New Zealanders work longer hours for less than most other developed countries. Photo / NZ Herald, File
Opinion
OPINION:
The arguments against Fair Pay Agreements (and by implication higher wages), from the New Zealand Initiative's Roger Partridge this week only stack up if you accept that wages in New Zealand are high enough, and also that if wages rose higher, then unemployment would go up.
It'strue that wages have risen in the last 30 years. So has the country's total income (GDP). So, too, has population - by about 1.5 million. If wages had not risen in that time then every dollar of extra income earned by New Zealand would have gone to the owners of capital, and none to wage earners. Setting the bar at whether wages have increased at all is setting the bar too low.
It may also be true that wages have kept up with New Zealand's productivity, although this is disputed by respectable economists. Even if it were true that wages had kept pace with productivity growth, our productivity levels are dire compared to other developed countries. If you look at the top 15 most productive economies in the world, then for every $100 of value they create per hour worked, we create $60.
Our productivity has been low for decades and it's not getting better. To put that another way, we work longer hours for less than most other developed countries.
It might be true that the best "period of productivity growth in the last half century was in the decade immediately after the old system of industrial awards was abolished". But that was after Ruth Richardson's austerity budget wiped out incomes, and Don Brash's Reserve Bank and high interest rates laid waste to much of our productive economy. A period of rebound following recession is not evidence of success. Correlation isn't causation.
There has also been a change in the distribution of wages. More of our jobs earn minimum wages and a smaller proportion earn higher wages. The middle has been squeezed, a smaller number of people have been earning much higher salaries, while much of the middle have slipped towards minimum incomes. It's a good thing that governments have increased the minimum wage because far more people are on it.
When I worked for Jim Anderton in the last Labour government, he used to joke that he knew the first name of everyone on a minimum wage. There were comparatively few. Fast forward: According to government figures from 2018, roughly 500,000 workers were earning at the level that is now the minimum wage.
Thirty-five years ago, jobs in supermarkets and rest homes weren't minimum wage. Then the bargaining power of staff was massively reduced. People moved off collective agreements and on to individual contracts. The wages of workers with limited bargaining power - cleaners, retails workers, care workers, hospo staff - dropped in real terms.
Author Max Rashbrooke has demonstrated that around 70 per cent of our national income went to wage earners in the 1980s. But that share has fallen under 60 per cent more recently. If working people earned the same share of income today that they received in the 1970s, then the average wage today would be nearly $12,000 higher. That's $12,000 per worker that is not going to them and instead going to the owners of capital.

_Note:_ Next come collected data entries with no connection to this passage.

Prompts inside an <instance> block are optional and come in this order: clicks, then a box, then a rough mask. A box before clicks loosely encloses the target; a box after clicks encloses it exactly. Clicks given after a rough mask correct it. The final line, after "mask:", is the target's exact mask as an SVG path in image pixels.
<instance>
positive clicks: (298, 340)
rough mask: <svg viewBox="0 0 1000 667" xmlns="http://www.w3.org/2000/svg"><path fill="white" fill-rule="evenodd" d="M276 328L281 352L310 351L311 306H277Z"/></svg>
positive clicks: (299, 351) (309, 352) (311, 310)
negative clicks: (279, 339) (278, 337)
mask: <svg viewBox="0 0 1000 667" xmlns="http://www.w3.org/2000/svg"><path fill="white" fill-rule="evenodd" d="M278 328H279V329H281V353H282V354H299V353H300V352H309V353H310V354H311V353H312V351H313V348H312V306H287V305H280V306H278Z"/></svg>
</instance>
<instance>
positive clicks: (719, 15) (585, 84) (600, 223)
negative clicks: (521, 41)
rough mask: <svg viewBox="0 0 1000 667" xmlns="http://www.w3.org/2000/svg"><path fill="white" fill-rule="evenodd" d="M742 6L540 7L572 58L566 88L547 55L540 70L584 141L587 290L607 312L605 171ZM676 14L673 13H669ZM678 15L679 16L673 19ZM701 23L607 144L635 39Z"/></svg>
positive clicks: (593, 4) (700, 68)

Unemployment is slightly lower here today than in the average of developed countries. But the extra jobs are at very low incomes, part-time, casual, or fixed term.
Our wages were roughly the same as Australia's in the 1970s, but today Australians earn, on average, a third more than Kiwis.
Did we suddenly get lazy? Nope, we work longer hours.
A better explanation is that Australian unions remained strong advocates for higher wages. Tri-partite agreements between unions, business and government led to higher savings, more investment and Australian workers as well as owners of capital own more of the world's assets than we do.
The best way to increase wages is to ... increase wages.
If high wages cause unemployment then everyone in Australia or Norway should be unemployed.
Norwegians have the highest wages in the world. They own 2 per cent of the world's stock market in their retirement funds. Every person in Norway is a US dollar millionaire on the basis of their very high pension savings. Their higher wages are helping them save more and making them richer.
The price of labour isn't the same as the price of a tomato. If tomatoes cost more, I buy less of them. If wages go up, businesses invest in higher productivity and the economy as a whole earns more. The question is who gets the benefit of those productivity gains.
Whatever the merits of Fair Pay Agreements, if you think they are bad because wages will go up, then you have to believe that we are worse off if we are paid more and better off if we are paid less.
The real argument here is whether the share of national wealth going to people who work for a living is enough. The critics of Fair Pay Agreements claim that the share is sufficient because they say our wages have been going up since the early 1990s. I think they're wrong about that. But even if they were right, the share of our nation's wealth going to wage earners is still not high enough.
What are you going to do about that?
• Josie Pagani is executive director of the Council for International Development.